« Il était désormais établi que j’étais intime avec Mme Mitwisser. Par moments, un flot de paroles jaillissait d’elle comme un torrent de lave, des lambeaux de rage et de souvenirs, dans un galimatias d’allemand et d’anglais ; elle se plaignait d’être prisonnière dans cette maison, dans ce pays désolé – « dieses Land ohne Bildung » – et que seule Anneliese, dans sa témérité, dans sa folie, eût échappé à l’emprisonnement. Mais j’avais commencé à regarder à deux fois ces protestations – elles semblaient plus calculées que spontanées. Elles étaient (il y a longtemps que je le soupçonnais) des feintes et des essais. En réalité, elles étaient les lamentations de l’exil. Ce n’était pas le confort perdu, c’était la dignité perdue qui lui manquait. »
Cynthia Ozick, Un monde vacillant
Commentaires
Très belle phrase sur l'exil : pour moi l'une des choses les plus cruelles au monde !
Loin de ses assises, le monde vacille facilement. Et de savoir que l'on ne retournera plus vers les origines est certainement le plus ravageur, comme l'exprime bien cet extrait.
Bon dimanche Tania.
@ Annie : "Vous pouvez arracher l'homme du pays, mais ne pouvez pas arracher le pays du cœur de l'homme." (John Dos Passos)

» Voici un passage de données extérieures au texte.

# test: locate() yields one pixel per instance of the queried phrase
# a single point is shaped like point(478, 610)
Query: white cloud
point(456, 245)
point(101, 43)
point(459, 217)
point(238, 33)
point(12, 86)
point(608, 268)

@ Christw : Ne plus trouver sa place, ne plus se trouver à sa place... Bon dimanche, Christw.
J’imagine que dans le contexte du roman "perdre sa dignité" prend son sens, mais, malgré tous les bouleversements que suppose un exil, on n'y laisse pas forcément sa dignité...heureusement!
Agréable dimanche Tania, un beso.
Oui, que de bouleversements, quelle déchéance pour cette famille dans "Un monde vacillant" ! Exil subi ou choisi, c'est très différent, sans aucun doute. Passe une belle journée, Colo.
Merci Tania, je ne me référais pas aux exils choisis, qui sont en effet fort différents.
Tant d'exilés politiques ou "de la faim", partout...
Bon dimanche Tania.
@ Colo : Ah, dans ce sens-là, en effet.
@ Un petit Belge : Merci, belle journée pour la fête des pères.